The Chickens Come Home to Roost
It's ironic how the more things change, the more they stay the same, isn't it? Back in the 1960s, vocal and violent political radicals started springing up all across the US, mostly on college campuses. They were anti-establishment, they hated "the man," they didn't want to fight for their country so they created an anti-war mentality to justify their cowardice, and they claimed they wanted nothing more than "power to the people." I remember it well, because I was there. Unlike those leftists, I went to college, showed up for induction into the Armed Forces when my draft number was called, and actually held a job developing housing. But I watched them carefully then, and have continued to do so since.

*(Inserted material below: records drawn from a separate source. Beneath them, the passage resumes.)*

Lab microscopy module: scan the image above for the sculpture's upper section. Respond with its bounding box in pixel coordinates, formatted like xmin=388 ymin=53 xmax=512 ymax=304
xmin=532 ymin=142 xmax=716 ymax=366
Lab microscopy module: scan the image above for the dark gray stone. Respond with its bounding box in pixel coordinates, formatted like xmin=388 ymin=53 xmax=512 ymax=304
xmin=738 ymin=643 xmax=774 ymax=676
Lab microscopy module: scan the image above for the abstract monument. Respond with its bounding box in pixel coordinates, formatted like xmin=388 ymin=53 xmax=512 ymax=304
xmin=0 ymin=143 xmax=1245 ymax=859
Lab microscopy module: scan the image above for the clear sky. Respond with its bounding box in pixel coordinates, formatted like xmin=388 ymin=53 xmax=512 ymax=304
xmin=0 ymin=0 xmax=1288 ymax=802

Weather Underground Terrorists |
The FBI investigated many of these subversive groups and individuals, and that only enhanced the radicals' romanticized appeal to the unwashed collegiate impressionable youths. It was learned through these investigations, although little was made public through the press, that they were almost all recruited, trained and funded by the Soviet Union communists, directly and indirectly. But there was little public outcry then, largely due to the much publicized McCarthy hearings during the House Committee on Un-American Activities in the late 1950s, which left the populace with a "What, this again?" attitude. However, McCarthy was right in his exposure of communists and Soviet spies in the State Department and elsewhere in American media and culture. But the public was numb to his evidence and warning by then, and the 1960s radical movement grew unchecked. Many of those subversives, who at the time were guilty of bombings and murder, are now prominent leaders in government, academia and politics. How that actually came to be is subject to conjecture. The fact remains, however, that in the ensuing decades the nation has moved way, way to the left - to the totalitarianism we have today - and it's because of the influence wielded by these radicals as they infiltrated the press, media and academe. Over the last few decades, they have become the political norm, the cultural tenet, and the scholastic curriculum. In short, they have become "the establishment man" they hated so viciously years ago.
As It Should Be |
Anti-establishment. That's a word not heard much since 1967. I guess the radical left's karma ran over its dogma. The chickens have come home to roost. Meet the new boss. Same as the old boss. How fitting. How ironic.